Add the following line to the SSH server configuration file.

AllowUsers tony

The following is an example configuration file after adding a line,

Allow only specific users to connect to SSH

Restart the SSH service by running the following command with root privileges on the terminal:

service ssh restart

Similarly, if you want to allow all users to remotely connect to the SSH server, but want to block one or more, add the following lines to the server configuration file. Users must be separated by command. Suppose I want to prevent only user tony from adding the following line to the server configuration file.

DenyUsers tony

The following is an example configuration file after adding the line above.

Deny Users

Restart the SSH service by running the following command with root privileges on the terminal.

service ssh restart

In the same way, you can enable and disable user groups to log in to the SSH server by adding the following lines to the configuration file.

AllowGroups 

or

DenyGroups 

If you have several groups to allow or deny, you can separate them with a space.

The combination of allow and deny is processed in the following order.

DenyUsers, AllowUsers, DenyGroups and finally AllowGroups

Change grace time entry

By default, you have 2 minutes to log in to the remote server after SSH. If you cannot log in to the remote server within 2 minutes, SSH will disconnect. Here’s how you can change the log-in delay time.

Open a terminal and run the following command with root privileges to open the server configuration file.

nano /etc/ssh/sshd_config

The following is an example output.

Change SSH grace time

Find the next line,

#LoginGraceTime 2m

Replace this line with the desired grace time, say 1 minute. The full line should be

LoginGraceTime 1m

The following is an example configuration file after making changes.

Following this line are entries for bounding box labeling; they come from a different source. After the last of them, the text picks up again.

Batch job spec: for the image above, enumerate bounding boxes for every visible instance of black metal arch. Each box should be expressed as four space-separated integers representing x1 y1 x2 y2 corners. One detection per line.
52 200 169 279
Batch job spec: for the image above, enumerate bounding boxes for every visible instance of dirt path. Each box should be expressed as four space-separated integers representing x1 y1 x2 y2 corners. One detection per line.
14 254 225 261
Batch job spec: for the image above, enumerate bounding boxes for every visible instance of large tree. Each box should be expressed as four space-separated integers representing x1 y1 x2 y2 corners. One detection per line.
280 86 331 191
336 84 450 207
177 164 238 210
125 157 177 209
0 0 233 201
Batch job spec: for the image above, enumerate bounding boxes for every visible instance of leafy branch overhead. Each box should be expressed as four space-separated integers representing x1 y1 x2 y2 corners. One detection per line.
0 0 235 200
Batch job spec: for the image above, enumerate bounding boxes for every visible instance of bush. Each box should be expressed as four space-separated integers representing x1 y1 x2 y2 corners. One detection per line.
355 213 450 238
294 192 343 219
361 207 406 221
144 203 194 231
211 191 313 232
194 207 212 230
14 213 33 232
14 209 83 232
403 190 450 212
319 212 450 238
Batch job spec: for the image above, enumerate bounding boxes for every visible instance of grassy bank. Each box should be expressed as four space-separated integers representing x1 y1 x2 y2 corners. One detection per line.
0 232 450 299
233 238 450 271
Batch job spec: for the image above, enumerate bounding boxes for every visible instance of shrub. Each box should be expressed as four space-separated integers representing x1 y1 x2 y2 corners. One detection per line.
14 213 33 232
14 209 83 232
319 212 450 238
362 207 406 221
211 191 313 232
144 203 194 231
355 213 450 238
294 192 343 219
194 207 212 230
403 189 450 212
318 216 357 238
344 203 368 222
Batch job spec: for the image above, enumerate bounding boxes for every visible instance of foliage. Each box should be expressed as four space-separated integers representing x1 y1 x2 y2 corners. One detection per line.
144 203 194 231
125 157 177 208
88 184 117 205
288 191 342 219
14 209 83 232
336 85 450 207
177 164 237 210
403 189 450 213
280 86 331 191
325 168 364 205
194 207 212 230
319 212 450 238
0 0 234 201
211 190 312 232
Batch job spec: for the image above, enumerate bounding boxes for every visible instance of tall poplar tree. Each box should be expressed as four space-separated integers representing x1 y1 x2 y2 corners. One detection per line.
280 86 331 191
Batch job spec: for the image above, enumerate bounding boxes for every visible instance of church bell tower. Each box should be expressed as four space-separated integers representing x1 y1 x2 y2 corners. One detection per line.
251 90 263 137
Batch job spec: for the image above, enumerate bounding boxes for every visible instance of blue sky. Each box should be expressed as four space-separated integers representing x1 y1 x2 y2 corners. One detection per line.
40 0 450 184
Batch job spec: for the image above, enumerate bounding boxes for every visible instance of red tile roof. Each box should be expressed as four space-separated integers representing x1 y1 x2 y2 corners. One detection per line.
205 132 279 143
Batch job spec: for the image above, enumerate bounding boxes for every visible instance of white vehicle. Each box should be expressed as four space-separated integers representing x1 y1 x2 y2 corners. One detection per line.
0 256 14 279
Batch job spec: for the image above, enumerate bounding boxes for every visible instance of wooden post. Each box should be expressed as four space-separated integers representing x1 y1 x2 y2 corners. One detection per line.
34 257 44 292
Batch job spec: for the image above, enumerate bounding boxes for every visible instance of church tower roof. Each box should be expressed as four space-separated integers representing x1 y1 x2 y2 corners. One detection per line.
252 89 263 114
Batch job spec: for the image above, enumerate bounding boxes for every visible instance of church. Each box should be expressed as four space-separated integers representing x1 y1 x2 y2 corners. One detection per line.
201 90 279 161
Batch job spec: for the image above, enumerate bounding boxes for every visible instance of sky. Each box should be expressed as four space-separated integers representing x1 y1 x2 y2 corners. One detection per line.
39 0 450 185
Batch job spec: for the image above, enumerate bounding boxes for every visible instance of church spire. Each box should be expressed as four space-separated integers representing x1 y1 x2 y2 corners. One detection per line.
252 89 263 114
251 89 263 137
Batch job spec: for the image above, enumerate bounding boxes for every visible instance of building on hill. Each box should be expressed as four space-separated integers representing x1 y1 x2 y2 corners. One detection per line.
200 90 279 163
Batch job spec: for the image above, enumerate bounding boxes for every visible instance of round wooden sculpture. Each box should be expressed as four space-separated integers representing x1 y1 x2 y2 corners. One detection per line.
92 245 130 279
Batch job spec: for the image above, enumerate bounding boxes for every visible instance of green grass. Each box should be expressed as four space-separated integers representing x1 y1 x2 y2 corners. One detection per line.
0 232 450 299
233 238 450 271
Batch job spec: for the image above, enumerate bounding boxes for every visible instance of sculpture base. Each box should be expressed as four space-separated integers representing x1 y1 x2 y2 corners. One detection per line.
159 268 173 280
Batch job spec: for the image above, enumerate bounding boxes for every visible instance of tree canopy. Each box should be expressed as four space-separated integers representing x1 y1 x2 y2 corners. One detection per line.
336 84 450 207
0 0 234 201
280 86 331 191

Set grace time for logging in

Close the file and restart the SSH service by issuing the file command.

service ssh restart

How to install the OpenSSH client

The Debian 10 computer that will access the remote computer or server is called the client, and we need to install an “open SSH client” on it.

Open a terminal and run the following command to update the repository.

apt-get update

Wait for the operation to complete.

Once the repository is updated, run the following command to install the open SSH client.

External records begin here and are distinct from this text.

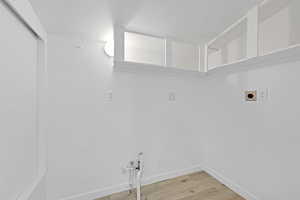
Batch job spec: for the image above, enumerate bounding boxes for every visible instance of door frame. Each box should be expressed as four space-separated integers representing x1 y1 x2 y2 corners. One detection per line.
0 0 48 200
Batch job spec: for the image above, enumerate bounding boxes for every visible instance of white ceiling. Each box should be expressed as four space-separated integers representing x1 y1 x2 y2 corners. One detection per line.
30 0 257 43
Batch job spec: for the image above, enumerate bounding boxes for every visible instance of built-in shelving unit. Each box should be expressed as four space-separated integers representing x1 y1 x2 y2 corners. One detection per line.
114 27 204 73
115 0 300 75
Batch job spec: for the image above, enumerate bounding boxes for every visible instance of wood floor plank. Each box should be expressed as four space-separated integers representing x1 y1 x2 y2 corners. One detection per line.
96 172 245 200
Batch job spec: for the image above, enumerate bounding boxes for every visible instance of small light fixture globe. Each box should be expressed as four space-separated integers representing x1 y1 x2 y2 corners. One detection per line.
104 40 114 57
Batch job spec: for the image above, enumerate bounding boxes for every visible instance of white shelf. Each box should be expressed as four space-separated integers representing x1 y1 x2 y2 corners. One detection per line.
114 45 300 77
207 45 300 75
114 61 205 77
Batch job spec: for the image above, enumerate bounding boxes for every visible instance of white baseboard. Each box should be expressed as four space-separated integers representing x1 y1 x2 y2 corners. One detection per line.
203 167 259 200
17 170 46 200
60 166 202 200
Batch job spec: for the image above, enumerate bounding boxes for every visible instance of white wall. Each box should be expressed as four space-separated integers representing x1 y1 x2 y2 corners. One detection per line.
47 35 202 200
201 62 300 200
0 2 38 200
47 32 300 200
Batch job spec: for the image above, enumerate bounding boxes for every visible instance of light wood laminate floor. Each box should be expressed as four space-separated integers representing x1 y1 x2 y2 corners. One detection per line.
97 172 245 200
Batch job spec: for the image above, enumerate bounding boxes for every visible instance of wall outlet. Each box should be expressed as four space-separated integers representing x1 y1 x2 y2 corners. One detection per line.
169 92 176 101
258 88 270 102
245 90 257 102
104 91 113 102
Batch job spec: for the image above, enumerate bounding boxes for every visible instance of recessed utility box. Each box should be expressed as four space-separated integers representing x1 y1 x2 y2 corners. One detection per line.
245 90 257 101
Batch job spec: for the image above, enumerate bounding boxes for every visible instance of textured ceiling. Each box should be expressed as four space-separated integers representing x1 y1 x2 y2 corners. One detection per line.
30 0 257 43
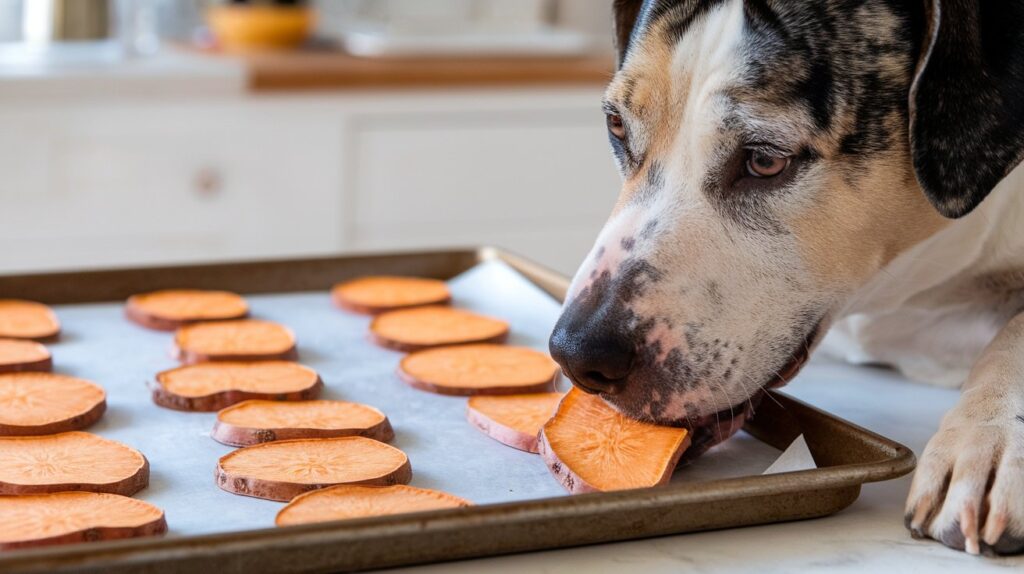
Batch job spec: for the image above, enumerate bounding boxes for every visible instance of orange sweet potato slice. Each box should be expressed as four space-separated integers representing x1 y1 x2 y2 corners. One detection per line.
174 319 298 364
0 299 60 341
540 389 689 493
0 492 167 550
125 290 249 330
152 361 324 411
0 372 106 436
211 400 394 446
398 345 560 395
274 484 472 526
0 431 150 496
216 437 413 501
370 305 509 351
466 393 564 452
331 275 452 315
0 339 53 372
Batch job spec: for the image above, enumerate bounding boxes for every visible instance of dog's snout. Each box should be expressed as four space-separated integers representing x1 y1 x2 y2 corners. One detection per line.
548 313 636 395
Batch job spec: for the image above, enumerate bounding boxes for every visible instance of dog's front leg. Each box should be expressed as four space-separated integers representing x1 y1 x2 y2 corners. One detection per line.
906 314 1024 555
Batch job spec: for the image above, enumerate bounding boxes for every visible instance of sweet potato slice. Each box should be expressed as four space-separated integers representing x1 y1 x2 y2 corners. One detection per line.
274 484 473 526
0 299 60 341
466 393 564 452
0 339 53 372
153 361 324 411
0 372 106 436
216 437 413 501
331 275 452 315
211 400 394 446
0 492 167 550
370 305 509 351
398 345 560 395
0 431 150 496
174 319 298 364
540 389 689 493
125 290 249 330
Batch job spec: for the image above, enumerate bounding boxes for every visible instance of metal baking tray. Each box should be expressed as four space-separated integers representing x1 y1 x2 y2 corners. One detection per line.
0 248 914 573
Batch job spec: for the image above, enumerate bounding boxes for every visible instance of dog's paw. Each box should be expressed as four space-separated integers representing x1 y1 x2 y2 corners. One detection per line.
905 407 1024 555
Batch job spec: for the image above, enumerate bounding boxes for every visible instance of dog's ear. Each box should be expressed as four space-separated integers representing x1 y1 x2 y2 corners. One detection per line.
613 0 644 65
909 0 1024 218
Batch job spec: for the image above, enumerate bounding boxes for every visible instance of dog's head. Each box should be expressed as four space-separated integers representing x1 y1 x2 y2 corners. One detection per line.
551 0 1024 450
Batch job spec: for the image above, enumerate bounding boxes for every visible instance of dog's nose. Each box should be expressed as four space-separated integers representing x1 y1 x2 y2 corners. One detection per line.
548 316 636 395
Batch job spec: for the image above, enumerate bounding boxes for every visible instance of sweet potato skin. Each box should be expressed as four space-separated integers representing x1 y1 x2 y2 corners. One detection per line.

apt-get install openssh-client

When asked to confirm, press Y on the keyboard. Installation may take several minutes, so please be patient.

Run the following command on both the client and server to verify that the SSH service is running.

Install OpenSSH Client

As soon as SSH is launched both on the client and on the server on the remote machine, we can begin remote management.

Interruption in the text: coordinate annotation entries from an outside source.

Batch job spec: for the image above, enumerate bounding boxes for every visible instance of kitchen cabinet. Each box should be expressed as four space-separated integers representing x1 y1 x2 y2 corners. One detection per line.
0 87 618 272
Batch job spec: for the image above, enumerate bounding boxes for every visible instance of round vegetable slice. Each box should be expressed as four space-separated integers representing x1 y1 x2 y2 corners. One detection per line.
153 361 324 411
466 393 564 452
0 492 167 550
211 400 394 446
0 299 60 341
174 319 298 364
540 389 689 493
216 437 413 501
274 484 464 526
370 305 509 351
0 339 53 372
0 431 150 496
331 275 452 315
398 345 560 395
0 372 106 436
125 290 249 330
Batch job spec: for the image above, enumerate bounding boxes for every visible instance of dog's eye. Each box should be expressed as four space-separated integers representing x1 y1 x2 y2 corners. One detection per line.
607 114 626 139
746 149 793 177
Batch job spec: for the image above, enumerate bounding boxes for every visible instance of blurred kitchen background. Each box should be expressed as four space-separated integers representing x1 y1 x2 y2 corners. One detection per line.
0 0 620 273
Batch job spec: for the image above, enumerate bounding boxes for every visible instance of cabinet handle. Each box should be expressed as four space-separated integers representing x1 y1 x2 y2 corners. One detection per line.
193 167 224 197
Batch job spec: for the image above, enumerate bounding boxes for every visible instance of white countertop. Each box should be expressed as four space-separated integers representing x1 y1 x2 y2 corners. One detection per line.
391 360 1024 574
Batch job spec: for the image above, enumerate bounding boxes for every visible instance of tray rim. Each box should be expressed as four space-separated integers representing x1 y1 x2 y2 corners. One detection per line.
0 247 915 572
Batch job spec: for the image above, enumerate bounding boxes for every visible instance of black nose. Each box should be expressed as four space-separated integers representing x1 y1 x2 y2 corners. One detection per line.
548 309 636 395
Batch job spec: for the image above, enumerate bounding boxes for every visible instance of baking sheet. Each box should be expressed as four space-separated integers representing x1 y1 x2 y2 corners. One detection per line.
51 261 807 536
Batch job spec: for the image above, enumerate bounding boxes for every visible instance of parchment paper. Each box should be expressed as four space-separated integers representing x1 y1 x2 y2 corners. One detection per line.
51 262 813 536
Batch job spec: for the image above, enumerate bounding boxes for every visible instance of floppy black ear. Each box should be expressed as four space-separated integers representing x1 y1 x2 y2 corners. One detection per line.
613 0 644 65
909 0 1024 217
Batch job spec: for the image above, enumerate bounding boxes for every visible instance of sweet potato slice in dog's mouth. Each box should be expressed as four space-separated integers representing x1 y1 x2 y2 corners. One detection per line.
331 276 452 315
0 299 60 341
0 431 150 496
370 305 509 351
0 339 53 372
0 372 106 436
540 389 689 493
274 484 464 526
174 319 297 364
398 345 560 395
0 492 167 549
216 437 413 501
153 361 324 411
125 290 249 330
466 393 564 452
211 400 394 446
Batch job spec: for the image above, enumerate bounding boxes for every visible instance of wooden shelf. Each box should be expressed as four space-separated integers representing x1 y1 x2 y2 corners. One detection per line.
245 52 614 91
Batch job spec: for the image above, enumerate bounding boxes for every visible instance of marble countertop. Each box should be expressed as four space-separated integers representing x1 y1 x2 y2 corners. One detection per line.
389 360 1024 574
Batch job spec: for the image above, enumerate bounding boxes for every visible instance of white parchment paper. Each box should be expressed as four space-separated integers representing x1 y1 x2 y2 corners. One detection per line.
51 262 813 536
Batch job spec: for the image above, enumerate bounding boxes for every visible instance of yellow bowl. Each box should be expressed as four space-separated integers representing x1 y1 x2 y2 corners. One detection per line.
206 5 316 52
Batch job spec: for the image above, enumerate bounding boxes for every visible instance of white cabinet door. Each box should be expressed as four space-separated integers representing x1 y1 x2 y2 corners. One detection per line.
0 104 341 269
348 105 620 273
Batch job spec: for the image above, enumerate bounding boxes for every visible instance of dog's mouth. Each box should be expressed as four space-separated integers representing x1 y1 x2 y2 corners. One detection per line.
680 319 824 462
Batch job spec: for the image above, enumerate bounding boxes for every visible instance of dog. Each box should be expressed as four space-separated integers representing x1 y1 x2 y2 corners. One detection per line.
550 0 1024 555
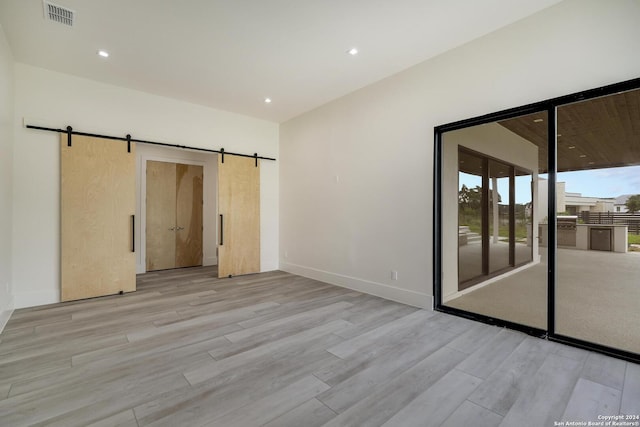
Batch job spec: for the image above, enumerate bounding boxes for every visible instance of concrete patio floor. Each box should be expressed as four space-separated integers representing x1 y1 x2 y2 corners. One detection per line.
445 248 640 354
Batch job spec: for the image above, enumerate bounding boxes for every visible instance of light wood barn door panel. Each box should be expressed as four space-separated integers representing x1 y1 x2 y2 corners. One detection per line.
146 160 176 271
60 134 136 301
218 155 260 277
175 163 203 267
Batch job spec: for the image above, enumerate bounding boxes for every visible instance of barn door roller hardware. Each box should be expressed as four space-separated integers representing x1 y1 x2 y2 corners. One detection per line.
25 125 276 162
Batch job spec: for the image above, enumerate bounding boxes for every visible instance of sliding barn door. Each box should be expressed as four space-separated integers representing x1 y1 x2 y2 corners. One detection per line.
218 155 260 277
60 134 136 301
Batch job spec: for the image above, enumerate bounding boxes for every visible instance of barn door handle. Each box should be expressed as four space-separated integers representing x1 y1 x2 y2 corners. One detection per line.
220 214 224 246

Connecting to a Debian 10 Remote Server Using SSH

To connect to a remote Debian 10 computer, you need to have its IP address, username and password.

The following is the complete command syntax if your SSH server is listening on the default port 22.

Ssh <[email protected]>

You will be asked to enter the user password, enter it from the keyboard and press Enter.

Suppose the user is tony, and the IP address of the remote computer is 10.1.1.2. Run the following command on the terminal.

ssh [email protected]

The following is an example output.

Connect remotely via SSH

You should now be connected securely, as shown in the screenshot above.

However, if your SSH server is listening on some other port (suppose 2222). The full command syntax should be as follows.

ssh -p [email protected] address

Suppose the user is tony, and the IP address of the remote computer is 10.1.1.2. Run the following command on the terminal.

ssh -p 2222 [email protected]

SSH connection

Conclusion

So this was a Linux Server remote management guide with SSH. I hope you enjoyed it.